The reason is simple: It's mainly the POP account.
People need to exchange e-mail from virtually anywhere,
whether from home with a dynamically allocated IP address,
of from any phone plug in a hotel right in the middle of nowhere,
with an IP address of any local ISP. That's OK, I agree with that.
I do it the same way.
But there's a harmful and irrational asymmetry in the mail path:
When receiving e-mail, people find it fully acceptable and just
normal and natural to
- have a central mail hub receiving their e-mail, operated by some
kind of ISP,
- that hub to have a fixed IP address and to be linked to their
domain/e-mail address through DNS
- that this mail hub is worldwide responsible and authorized
for their domain/e-mail address in context of e-mail reception
- to identify and authorize against that hub before downloading their
e-mail through POP.
That's fine and I never found anyone who seriously wanted to question
this.
But when sending e-mail, things dramatically change:
- Many ISPs deny to support their clients in mail delivery.
- Even if they do, most clients deny to use it.
- Instead, clients insist on directly deliver their email
to the world through SMTP without any authorization/authentication.
That's counterproductive and harmful, since there is no technical
difference between this and forged/unsolicited e-mail.
The obvious, self-evident, and reasonable way would be to use the
same path as for receiving e-mail, just in opposite order:
- the client doesn't send e-mail directly to the recipients MX
machine, but instead drops it to its mail hub after authentication.

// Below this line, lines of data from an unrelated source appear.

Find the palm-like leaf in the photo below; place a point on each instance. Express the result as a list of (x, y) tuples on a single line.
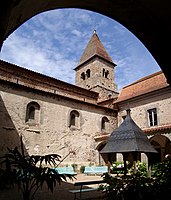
[(28, 171)]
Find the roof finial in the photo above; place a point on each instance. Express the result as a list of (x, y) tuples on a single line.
[(128, 111)]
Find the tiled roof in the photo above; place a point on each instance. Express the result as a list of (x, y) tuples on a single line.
[(128, 137), (145, 85), (94, 48), (158, 129)]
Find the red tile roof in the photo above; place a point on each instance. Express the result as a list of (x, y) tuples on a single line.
[(158, 129), (142, 86)]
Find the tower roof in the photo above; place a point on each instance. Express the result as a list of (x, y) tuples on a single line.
[(95, 48)]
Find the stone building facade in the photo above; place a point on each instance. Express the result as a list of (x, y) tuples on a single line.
[(53, 116), (76, 120), (150, 102)]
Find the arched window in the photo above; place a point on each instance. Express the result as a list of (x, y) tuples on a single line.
[(32, 112), (74, 119), (105, 73), (104, 123), (88, 73), (83, 75)]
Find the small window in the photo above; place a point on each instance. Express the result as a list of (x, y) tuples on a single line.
[(88, 73), (123, 117), (74, 119), (32, 112), (104, 123), (105, 73), (83, 76), (152, 117)]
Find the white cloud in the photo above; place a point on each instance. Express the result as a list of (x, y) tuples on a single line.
[(53, 42)]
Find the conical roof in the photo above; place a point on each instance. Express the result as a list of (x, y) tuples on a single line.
[(95, 48), (128, 137)]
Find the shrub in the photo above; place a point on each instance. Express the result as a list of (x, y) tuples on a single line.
[(30, 172)]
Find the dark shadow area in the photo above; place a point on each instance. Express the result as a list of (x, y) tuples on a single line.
[(8, 132), (61, 192)]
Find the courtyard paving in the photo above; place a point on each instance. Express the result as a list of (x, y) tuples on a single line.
[(61, 192)]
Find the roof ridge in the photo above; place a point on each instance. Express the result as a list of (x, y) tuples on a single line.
[(144, 78)]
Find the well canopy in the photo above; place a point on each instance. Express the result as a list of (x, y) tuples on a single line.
[(128, 137)]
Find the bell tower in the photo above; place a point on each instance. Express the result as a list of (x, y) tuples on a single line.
[(95, 70)]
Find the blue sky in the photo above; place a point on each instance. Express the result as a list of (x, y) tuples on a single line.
[(52, 43)]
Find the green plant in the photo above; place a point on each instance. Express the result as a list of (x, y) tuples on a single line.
[(82, 169), (142, 169), (29, 173), (138, 186), (74, 167)]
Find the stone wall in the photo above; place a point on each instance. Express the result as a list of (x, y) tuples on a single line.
[(96, 77), (51, 133)]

(The mail hub might apply further services such as virus scanning.)
- The mail hub then delivers the mail to the world and is considered
to be responsible and authorized to deliver mail from that domain.

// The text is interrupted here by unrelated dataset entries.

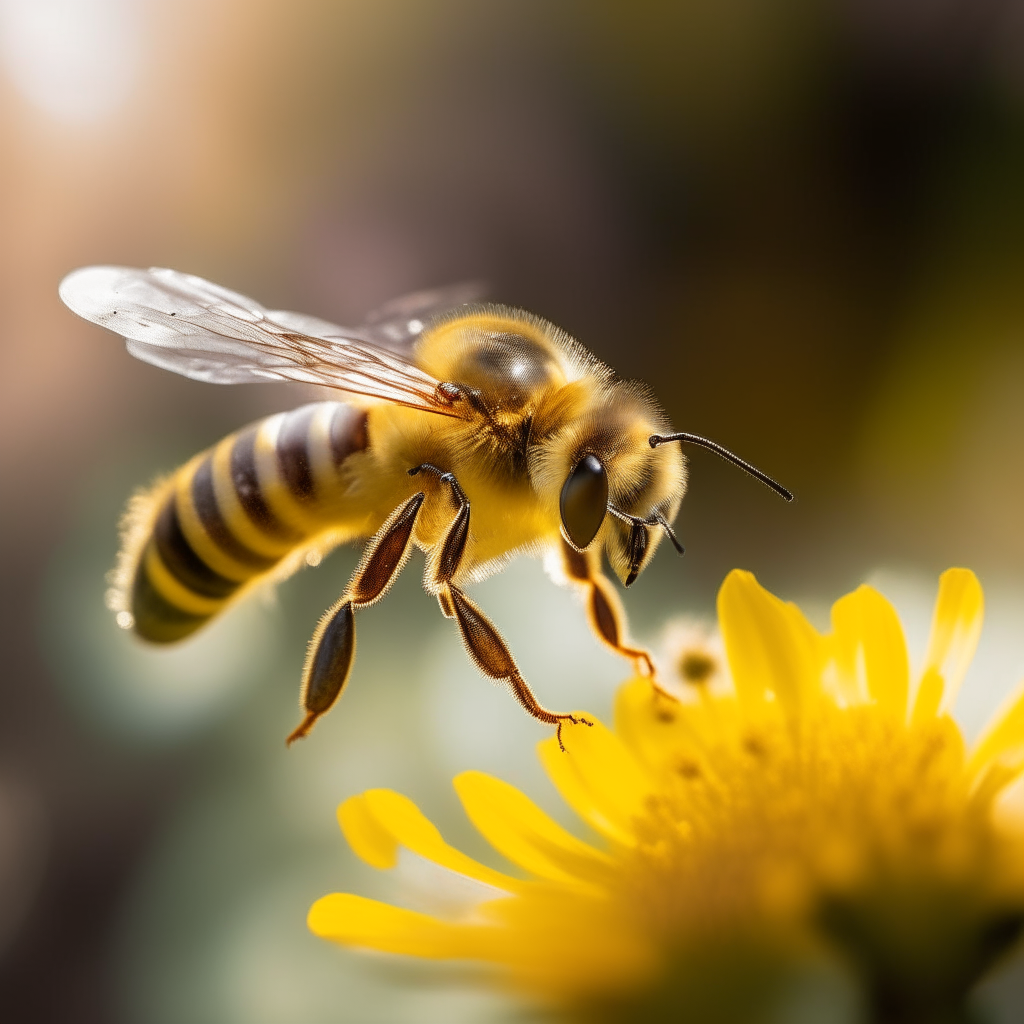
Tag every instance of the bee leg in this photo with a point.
(605, 612)
(332, 649)
(488, 650)
(482, 641)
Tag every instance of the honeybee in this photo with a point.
(475, 432)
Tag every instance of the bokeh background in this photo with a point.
(802, 222)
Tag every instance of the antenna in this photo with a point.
(656, 439)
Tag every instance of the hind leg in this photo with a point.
(332, 649)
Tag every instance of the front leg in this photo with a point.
(604, 610)
(332, 649)
(482, 641)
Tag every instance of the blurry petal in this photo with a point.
(867, 637)
(769, 643)
(598, 778)
(1004, 733)
(386, 816)
(657, 730)
(359, 922)
(955, 628)
(369, 841)
(929, 698)
(515, 826)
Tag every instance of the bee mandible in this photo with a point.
(475, 432)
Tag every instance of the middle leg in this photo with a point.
(482, 641)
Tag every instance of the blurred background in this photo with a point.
(802, 222)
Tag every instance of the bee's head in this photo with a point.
(599, 475)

The hub still has a fixed IP address which is linked to the domain.
Would be a perfect symmetry. Deliver the same way and method as you
receive.
Surprise: That already exists. Many POP providers also offer the
service of delivering the mail. Authentication is possible through
either a so called "SMTP after POP" or a simple Password
authentication in the SMTP protocol, typically the same password as for
the POP account.
That's perfect, it does the job, and it's already implemented and
publicly available. And after all, it even works better for the client
than direct delivery, since the client doesn't need to cope with
unavailable DNS servers or other relays. And it is not even
a limitation, since the client depends on the presence of the
mail hub anyway. Life could be so easy and simple.

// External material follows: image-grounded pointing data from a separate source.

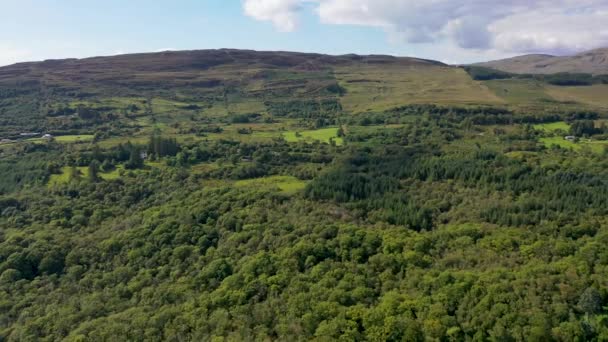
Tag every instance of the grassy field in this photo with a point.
(553, 126)
(74, 138)
(64, 177)
(286, 184)
(595, 95)
(323, 135)
(520, 92)
(380, 87)
(593, 145)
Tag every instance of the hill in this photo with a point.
(590, 62)
(42, 95)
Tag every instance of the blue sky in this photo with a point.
(447, 30)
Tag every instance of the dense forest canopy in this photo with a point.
(255, 199)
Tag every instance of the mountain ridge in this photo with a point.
(590, 62)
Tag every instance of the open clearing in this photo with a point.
(287, 184)
(64, 177)
(595, 95)
(322, 135)
(553, 126)
(595, 145)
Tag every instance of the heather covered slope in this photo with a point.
(590, 62)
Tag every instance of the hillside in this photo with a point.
(222, 82)
(590, 62)
(230, 195)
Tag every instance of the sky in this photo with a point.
(451, 31)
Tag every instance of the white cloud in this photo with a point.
(513, 26)
(282, 13)
(10, 54)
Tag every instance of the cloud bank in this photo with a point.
(513, 26)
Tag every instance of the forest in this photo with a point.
(275, 212)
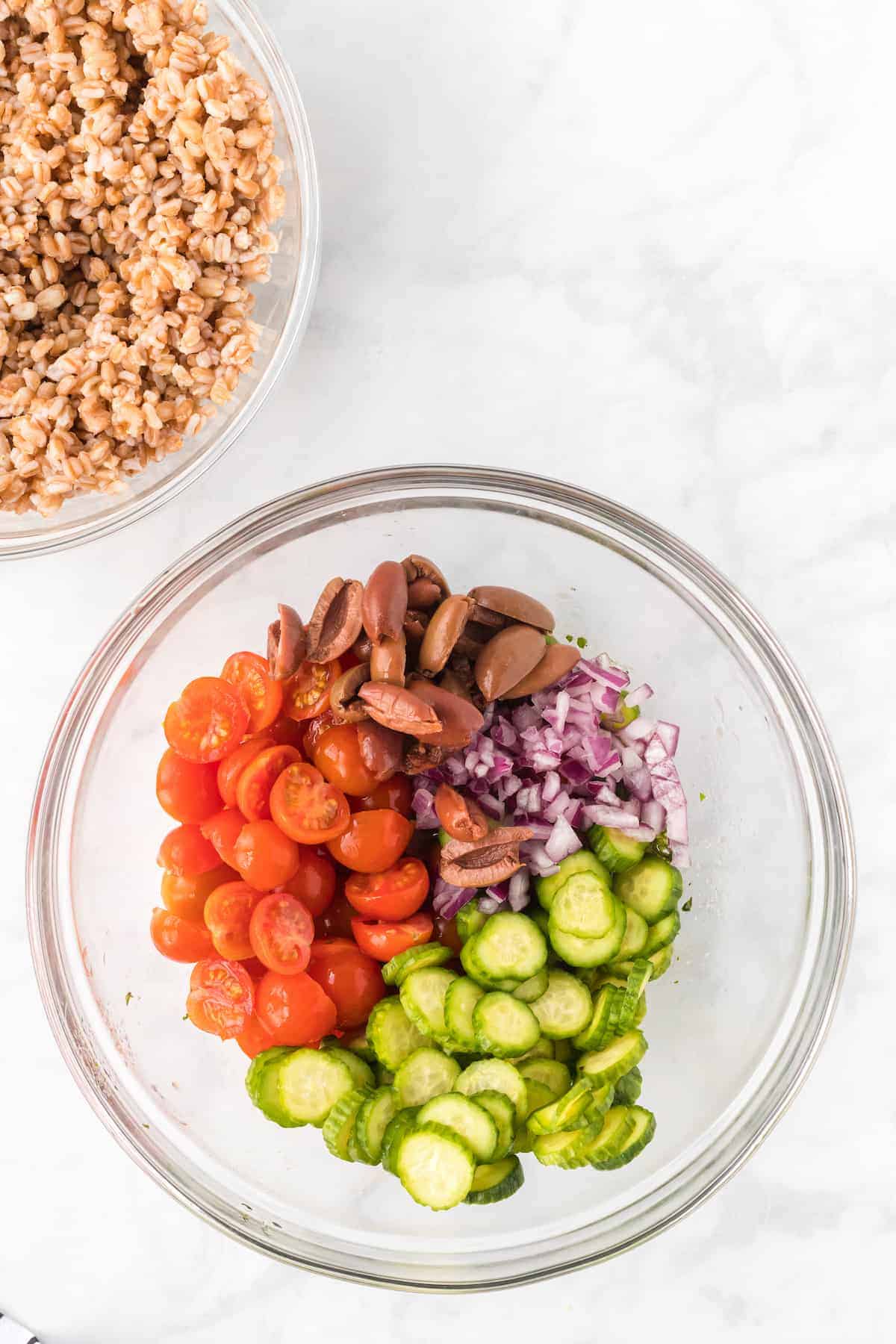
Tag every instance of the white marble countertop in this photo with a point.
(649, 249)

Unfortunately, too many ISPs and clients refuse to use it.
Therefore I suggest to declare as deprecated:
- ISPs who offer reception (POP) services without offering
delivery (SMTP) services.
If POP download is possible from a given IP address a.b.c.d,
then SMTP delivery must be possible as well with the same
set of authentication information, i.e. same username and password.
Message receiving through POP must be bundled with message delivery.
- Clients downloading e-mail through POP, but not using the
bundled delivery service. (That's btw poor client configuration.)
That's a quite simple demand. No need to develop new software. Most
software out there is already able to handle this, just needs to be
configured appropriate.
Once people follow this, the "I need so send e-mail from anywhere when
I'm on road" objection vanishes into thin air.
Once this happened, the door is open to implement a sending relay
authentication, maybe through RMX records or cryptographic certificates.